Putin last visited the UAE in 2019, receiving a warm welcome from Sheikh Mohammed, then the crown prince of Abu Dhabi. In the time since, however, the world has greatly changed.
The Russian president isolated himself during the coronavirus pandemic. He launched an invasion targeting Ukraine in February 2022, a grinding war that continues on today and has been a topic for Ukrainian diplomats at the COP28 talks.
Meanwhile, the Israel-Hamas war remains a major concern for the Mideast, particularly the UAE, which reached a diplomatic recognition with Israel in 2020. Recent attacks by Yemen’s Iranian-backed Houthi rebels also threatens commercial shipping in the Red Sea as Iran’s nuclear program continues it rapid advances since the collapse of the 2016 nuclear deal.
Putin is scheduled to meet with Iranian President Ebrahim Raisi on Thursday for what Ushakov has described as “a rather lengthy conversation.” The two countries have been discussing ways to get around the Western sanctions targeting them.
Putin will travel onto Saudi Arabia and meet with powerful Crown Prince Mohammed bin Salman on the one-day trip, Ushakov said.

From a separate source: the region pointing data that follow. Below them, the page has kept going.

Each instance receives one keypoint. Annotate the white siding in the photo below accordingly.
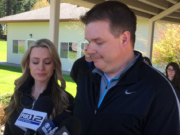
(67, 33)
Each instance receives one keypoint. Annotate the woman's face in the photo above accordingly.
(171, 72)
(41, 64)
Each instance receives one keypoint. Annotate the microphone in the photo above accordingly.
(50, 124)
(32, 119)
(70, 126)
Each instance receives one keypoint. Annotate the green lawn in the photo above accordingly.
(3, 50)
(9, 74)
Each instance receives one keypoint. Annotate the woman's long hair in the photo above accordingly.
(176, 79)
(59, 96)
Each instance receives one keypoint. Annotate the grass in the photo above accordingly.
(9, 74)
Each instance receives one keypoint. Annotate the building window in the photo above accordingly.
(29, 42)
(68, 50)
(19, 46)
(82, 48)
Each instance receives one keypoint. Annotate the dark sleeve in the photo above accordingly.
(71, 102)
(74, 72)
(7, 129)
(163, 117)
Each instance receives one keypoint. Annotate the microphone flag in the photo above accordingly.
(31, 119)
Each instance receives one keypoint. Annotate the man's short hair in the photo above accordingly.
(119, 16)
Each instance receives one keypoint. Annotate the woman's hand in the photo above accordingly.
(87, 56)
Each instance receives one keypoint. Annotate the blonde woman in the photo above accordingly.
(41, 67)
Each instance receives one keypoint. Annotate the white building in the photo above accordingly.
(25, 28)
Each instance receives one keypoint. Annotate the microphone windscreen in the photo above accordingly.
(61, 117)
(73, 125)
(44, 104)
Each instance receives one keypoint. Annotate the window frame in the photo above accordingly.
(18, 46)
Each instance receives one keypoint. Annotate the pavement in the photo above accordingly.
(18, 65)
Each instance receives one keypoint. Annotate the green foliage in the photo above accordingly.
(5, 98)
(3, 50)
(166, 46)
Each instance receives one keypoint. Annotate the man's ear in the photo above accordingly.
(126, 38)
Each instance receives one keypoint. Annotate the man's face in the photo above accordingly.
(106, 50)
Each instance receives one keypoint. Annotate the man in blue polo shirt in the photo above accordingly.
(123, 94)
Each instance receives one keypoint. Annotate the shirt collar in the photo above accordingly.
(96, 70)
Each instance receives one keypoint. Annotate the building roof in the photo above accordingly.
(67, 12)
(165, 10)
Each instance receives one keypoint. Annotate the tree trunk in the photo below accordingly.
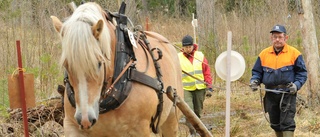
(206, 33)
(310, 45)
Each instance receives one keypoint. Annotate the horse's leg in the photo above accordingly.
(170, 126)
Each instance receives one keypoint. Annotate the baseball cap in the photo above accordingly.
(278, 28)
(187, 40)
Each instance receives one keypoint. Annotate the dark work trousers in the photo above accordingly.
(195, 100)
(281, 113)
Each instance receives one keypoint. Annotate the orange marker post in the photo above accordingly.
(22, 91)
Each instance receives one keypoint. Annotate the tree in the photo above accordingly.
(310, 45)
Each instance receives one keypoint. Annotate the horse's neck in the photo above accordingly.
(110, 69)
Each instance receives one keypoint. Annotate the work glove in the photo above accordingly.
(292, 87)
(209, 92)
(254, 85)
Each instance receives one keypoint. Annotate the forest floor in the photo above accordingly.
(247, 118)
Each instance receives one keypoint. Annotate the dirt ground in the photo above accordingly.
(247, 118)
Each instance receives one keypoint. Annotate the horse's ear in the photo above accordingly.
(56, 23)
(97, 29)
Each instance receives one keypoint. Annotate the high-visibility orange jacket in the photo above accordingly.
(273, 70)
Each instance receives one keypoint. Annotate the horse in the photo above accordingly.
(89, 42)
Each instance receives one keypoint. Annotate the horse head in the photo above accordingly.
(86, 58)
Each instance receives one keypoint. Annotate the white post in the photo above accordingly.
(228, 84)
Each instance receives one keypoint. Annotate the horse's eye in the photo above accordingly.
(99, 65)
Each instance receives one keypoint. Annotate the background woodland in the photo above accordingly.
(250, 22)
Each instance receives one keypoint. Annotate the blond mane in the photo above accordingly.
(81, 51)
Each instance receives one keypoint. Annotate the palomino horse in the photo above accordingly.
(89, 45)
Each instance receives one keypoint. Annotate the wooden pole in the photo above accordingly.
(190, 115)
(22, 91)
(228, 84)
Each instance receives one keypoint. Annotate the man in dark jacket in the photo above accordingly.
(280, 67)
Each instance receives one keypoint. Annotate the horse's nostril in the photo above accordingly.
(93, 121)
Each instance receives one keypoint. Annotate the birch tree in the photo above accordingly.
(310, 45)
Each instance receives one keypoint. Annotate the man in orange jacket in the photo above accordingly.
(280, 67)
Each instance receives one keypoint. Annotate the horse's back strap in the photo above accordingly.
(142, 78)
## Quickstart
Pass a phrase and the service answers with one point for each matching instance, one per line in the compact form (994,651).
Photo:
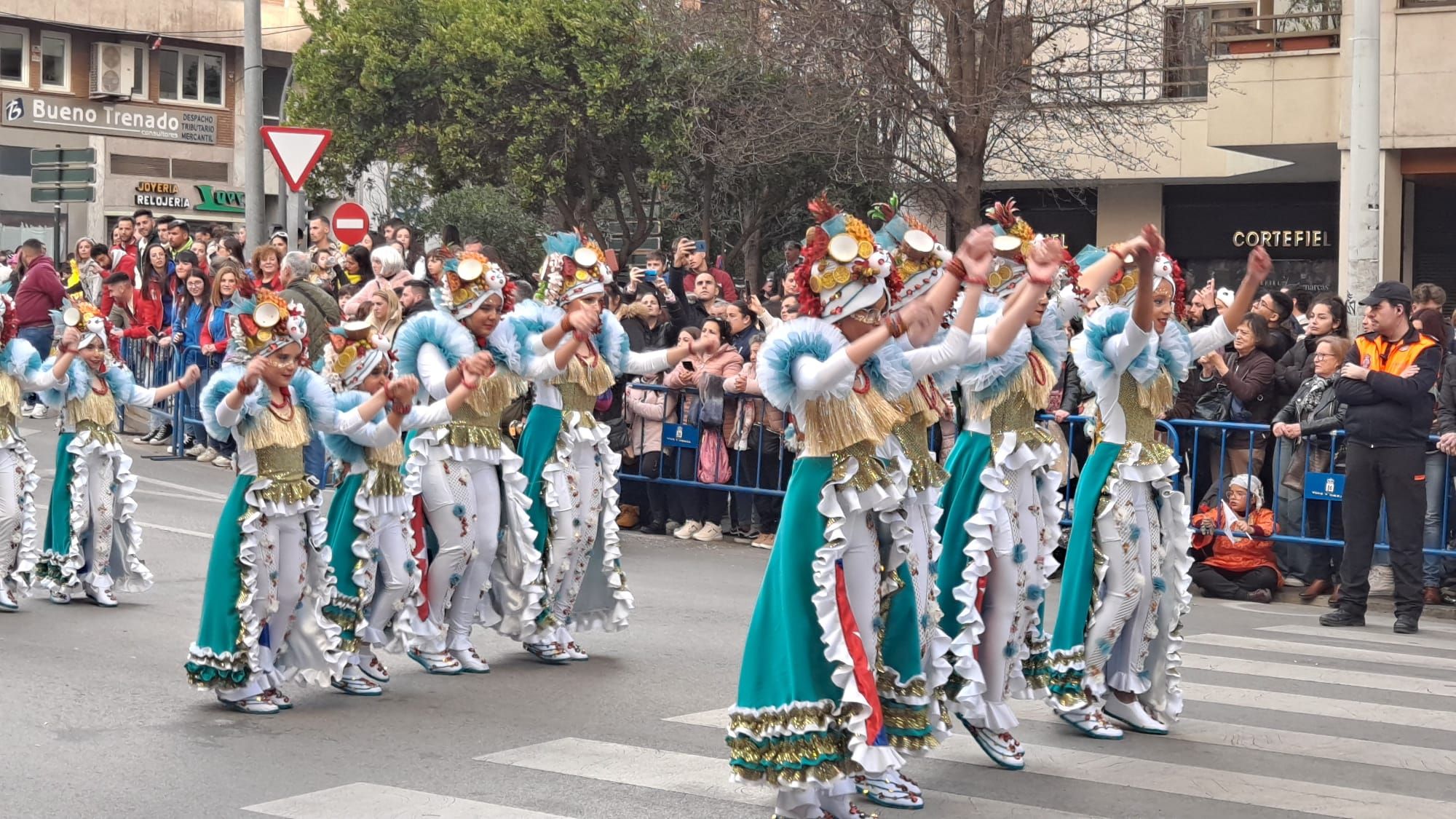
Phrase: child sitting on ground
(1231,541)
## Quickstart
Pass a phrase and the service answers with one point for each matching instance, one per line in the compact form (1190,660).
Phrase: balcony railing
(1241,30)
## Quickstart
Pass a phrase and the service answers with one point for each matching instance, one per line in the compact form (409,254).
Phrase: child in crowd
(1240,563)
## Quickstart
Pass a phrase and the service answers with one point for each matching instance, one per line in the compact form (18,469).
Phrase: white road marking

Those discussions likely will focus on Moscow’s other major concern in the Middle East — oil.
Russia is part of OPEC+, which is a group of cartel members and other nations that have managed production to try and boost crude oil prices. Last week, the group expanded some output cuts into next year and brought up-and-coming oil supplier Brazil into the fold. Benchmark Brent crude traded Wednesday around $77 a barrel, down from nearly $100 in September, over concerns about a weakening economy worldwide.